The Metris Worker will be available in both passenger and cargo versions. The Cargo will be cheaper than the Passenger, which starts at $29,995. As with the regular Metris, the Worker will be powered by a 2.0L turbocharged I-4 producing 208 hp and 258 lb-ft. Backing up the motor is Mercedes’ excellent seven-speed automatic transmission, routing power to the rear wheels. Benz is keen to point out the powertrain gets up to a 15,000-mile service interval, reducing operating and maintenance costs.
As with the Sprinter Worker, the Metris sees some equipment streamlining in the changeover to “Worker” status. For example, the Cargo will only be available in refrigerator-chic white, while the Passenger will have a black and a silver shade available as extra-cost options. There will likely be some decontenting in the Worker, although a wood cargo floor and a few options packages will be available.

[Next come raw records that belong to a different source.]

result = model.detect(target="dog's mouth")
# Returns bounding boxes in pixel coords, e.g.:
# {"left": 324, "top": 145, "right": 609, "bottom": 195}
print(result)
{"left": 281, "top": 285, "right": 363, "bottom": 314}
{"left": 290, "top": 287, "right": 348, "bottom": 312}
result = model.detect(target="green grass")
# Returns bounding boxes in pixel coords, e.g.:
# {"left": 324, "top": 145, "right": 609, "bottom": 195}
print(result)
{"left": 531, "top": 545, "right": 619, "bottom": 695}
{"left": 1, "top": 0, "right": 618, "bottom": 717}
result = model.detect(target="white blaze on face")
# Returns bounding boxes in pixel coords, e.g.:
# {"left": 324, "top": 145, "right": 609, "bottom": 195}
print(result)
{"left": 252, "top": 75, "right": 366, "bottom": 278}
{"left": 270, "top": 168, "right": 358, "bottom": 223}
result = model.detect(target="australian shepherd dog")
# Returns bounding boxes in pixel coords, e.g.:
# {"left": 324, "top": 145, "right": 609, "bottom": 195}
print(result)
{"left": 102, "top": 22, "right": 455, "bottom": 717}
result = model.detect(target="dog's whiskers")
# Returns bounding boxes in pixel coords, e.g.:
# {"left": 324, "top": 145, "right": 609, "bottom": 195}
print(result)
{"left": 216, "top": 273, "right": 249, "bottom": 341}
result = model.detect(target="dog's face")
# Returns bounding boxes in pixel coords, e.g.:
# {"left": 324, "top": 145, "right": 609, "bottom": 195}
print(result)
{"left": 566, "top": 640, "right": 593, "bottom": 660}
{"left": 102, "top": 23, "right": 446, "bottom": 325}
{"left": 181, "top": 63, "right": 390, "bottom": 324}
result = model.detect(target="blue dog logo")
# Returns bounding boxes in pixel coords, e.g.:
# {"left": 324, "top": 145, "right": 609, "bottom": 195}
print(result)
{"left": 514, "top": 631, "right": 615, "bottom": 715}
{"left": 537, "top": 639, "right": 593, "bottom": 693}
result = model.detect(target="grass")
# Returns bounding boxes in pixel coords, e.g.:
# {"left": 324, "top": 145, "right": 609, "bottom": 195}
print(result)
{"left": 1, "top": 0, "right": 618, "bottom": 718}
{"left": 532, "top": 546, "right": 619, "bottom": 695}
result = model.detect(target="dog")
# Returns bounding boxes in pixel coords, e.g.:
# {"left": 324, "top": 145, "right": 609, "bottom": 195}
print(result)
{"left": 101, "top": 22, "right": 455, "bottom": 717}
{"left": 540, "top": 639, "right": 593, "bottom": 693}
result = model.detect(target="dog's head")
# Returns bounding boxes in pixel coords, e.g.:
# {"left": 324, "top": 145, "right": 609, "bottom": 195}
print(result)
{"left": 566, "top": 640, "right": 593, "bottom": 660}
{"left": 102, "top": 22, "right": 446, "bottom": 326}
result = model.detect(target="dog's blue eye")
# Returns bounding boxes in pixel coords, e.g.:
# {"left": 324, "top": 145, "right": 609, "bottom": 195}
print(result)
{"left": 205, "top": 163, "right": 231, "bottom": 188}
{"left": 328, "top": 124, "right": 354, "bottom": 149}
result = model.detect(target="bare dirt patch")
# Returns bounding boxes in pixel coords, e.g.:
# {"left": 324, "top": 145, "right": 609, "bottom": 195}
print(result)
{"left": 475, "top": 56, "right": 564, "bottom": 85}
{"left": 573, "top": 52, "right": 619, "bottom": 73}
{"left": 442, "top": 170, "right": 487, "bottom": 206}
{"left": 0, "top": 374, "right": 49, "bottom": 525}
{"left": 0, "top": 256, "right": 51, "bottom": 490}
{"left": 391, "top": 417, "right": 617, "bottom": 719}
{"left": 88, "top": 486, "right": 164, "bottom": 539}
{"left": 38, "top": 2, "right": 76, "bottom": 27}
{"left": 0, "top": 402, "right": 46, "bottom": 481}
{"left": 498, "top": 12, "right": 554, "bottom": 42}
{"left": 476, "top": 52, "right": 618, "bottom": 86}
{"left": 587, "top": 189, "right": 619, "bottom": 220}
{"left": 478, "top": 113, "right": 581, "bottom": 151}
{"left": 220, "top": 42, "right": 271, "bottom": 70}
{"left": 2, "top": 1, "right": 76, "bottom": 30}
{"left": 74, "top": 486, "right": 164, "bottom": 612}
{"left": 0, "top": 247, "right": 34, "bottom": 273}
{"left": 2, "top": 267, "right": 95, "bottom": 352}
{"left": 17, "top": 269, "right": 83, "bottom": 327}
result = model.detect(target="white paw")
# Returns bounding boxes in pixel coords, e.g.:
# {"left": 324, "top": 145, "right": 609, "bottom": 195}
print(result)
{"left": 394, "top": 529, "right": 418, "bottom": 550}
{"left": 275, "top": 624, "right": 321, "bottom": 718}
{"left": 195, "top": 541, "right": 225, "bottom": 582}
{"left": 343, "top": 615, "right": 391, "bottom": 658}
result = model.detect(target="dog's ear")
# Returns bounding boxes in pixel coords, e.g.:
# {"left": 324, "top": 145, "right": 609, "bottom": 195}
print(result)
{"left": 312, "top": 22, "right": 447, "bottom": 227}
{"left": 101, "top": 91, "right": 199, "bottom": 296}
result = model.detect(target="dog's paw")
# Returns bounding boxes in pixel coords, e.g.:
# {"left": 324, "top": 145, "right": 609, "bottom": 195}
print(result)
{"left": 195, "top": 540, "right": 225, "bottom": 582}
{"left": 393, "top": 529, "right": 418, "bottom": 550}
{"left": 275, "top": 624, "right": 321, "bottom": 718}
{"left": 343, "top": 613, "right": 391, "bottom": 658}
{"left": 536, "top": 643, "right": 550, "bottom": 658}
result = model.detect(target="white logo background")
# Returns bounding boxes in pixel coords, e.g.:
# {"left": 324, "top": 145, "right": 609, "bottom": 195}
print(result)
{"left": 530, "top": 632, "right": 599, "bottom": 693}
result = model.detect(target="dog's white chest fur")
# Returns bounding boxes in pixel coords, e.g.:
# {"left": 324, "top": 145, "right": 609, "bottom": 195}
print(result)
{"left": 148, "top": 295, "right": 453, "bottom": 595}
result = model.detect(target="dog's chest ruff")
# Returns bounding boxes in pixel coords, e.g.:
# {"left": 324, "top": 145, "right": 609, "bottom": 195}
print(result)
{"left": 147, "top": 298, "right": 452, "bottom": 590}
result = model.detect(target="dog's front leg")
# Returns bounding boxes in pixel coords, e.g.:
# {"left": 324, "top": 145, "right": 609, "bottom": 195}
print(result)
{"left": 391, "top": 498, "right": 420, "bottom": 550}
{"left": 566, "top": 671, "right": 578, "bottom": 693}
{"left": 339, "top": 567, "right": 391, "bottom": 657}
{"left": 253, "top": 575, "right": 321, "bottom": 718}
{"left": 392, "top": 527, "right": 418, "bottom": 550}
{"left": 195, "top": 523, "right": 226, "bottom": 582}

Cutting the cost of the Metris brings its pricing in line with its smaller, less capable competition. For example, the long-wheelbase Ford Transit Connect van starts at $23,675, but it can only haul 130.6 cubic feet of stuff in back, compared to the Metris’ 186 cubic feet. Furthermore, the Metris can tow an SUV-rivaling 5,000 pounds’ worth of trailer and carry a payload of up to 2,502 pounds. Both measures soundly beat the Metris’ Ford, Chevrolet, Ram, and Nissan competition. And Mercedes claims its Metris can carry more than 75 4x8 sheets of plywood between its wheelhouses, something that cannot be said of its smaller competitors.
Where the Metris may fall flat is in dealer support and incentives. Indeed, the domestic manufacturers are offering good incentives on their ample supply of compact cargo vans. Metris vans are still somewhat hard to come by, even a year into sales, and discounts are minimal.
However, the Metris’ European driving manners, turbocharged pep off the line, and just-right size make it a great option for many commercial buyers. A low-cost Worker model will only add to the appeal, and having driven the Metris a few times, we think it’s a good buy.